Already on GitHub? Sign in to your account

Unify Y-build and I-build configurations and their tests #2625

Open
1 task done
HannesWell opened this issue Dec 3, 2024 · 19 comments
Open
1 task done

Unify Y-build and I-build configurations and their tests #2625

HannesWell opened this issue Dec 3, 2024 · 19 comments
Labels
enhancement New feature or request

Comments

@HannesWell
Copy link
Member

HannesWell commented Dec 3, 2024

Recently I have reworked the definition of I-build tests to reduce duplication and to make them more unified and simpler.
This has the effect that the definition of Y-build tests has now significantly diverged from the I-build tests and I intended to apply the same simplifications for Y-build tests as well.

And while looking into all the definitions of I-builds and Y-builds I noticed that they have a lot in common and wonder respectively think we should try to unify their definitions and try to define both pipelines from one source, while considering the points where they are different.
But this leads to the questions what exactly the differences between I-builds and Y-builds are? What I have found so far is

Together with #1950 this should to further simplify the overall releng.
Of course a unification would have to happen in multiple steps.

An alternative solution would be to just develop ECJ's support for upcoming java versions on the master branch and stop using another branch. AFAICT this has already been discussed respectively is currently discussed but will not be implemented soon.

The questions I have to the JDT-team:

  • Are you fine with the proposed general goal?
  • Who of you is interested to discuss the details that come along the path of making this happen?

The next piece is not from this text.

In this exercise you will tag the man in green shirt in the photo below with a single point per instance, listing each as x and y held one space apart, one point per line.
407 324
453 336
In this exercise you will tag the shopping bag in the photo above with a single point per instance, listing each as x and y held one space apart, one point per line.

@jarthana, @stephan-herrmann or @iloveeclipse are you interested in discussing this or can you tell who is interested?

Community

  • I understand suggesting an enhancement doesn't mandate anyone to implement it. Other contributors may consider this suggestion, or not, at their own convenience. The most efficient way to get it fixed is that I implement it myself and contribute it back as a good quality patch to the project.
@HannesWell HannesWell added the enhancement New feature or request label Dec 3, 2024
@stephan-herrmann
Copy link
Contributor

I am interested in seeing successful Y-builds with useful test result, ideally with no big gaps around the times of release, or infra changes. If unification helps to this end, then surely I fully agree with the goals, and your description looks correct to me.

I don't, however, have much insight into the inner workings of I-builds nor Y-builds, so I don't know in which detail discussion I could help. I'm already looking into P-builds, which is about all I can contribute in terms of releng builds.

And while it's correct that the matter of master vs BETA_JAVA24 (all of jdt, not just jdt.core) is being discussed widely and for a long time already, it's pretty clear that the mere fact of branching will stay for the foreseeable future, for more than one reason.

@HannesWell
Copy link
Member Author

I am interested in seeing successful Y-builds with useful test result, ideally with no big gaps around the times of release, or infra changes. If unification helps to this end, then surely I fully agree with the goals, and your description looks correct to me.

It will simplify the maintenance of the Y-build and will make it quicker to apply changes and it will also mean that the basic configurations that are meant to be equal, stay equal. So I think this could be a contribution to that overall goal.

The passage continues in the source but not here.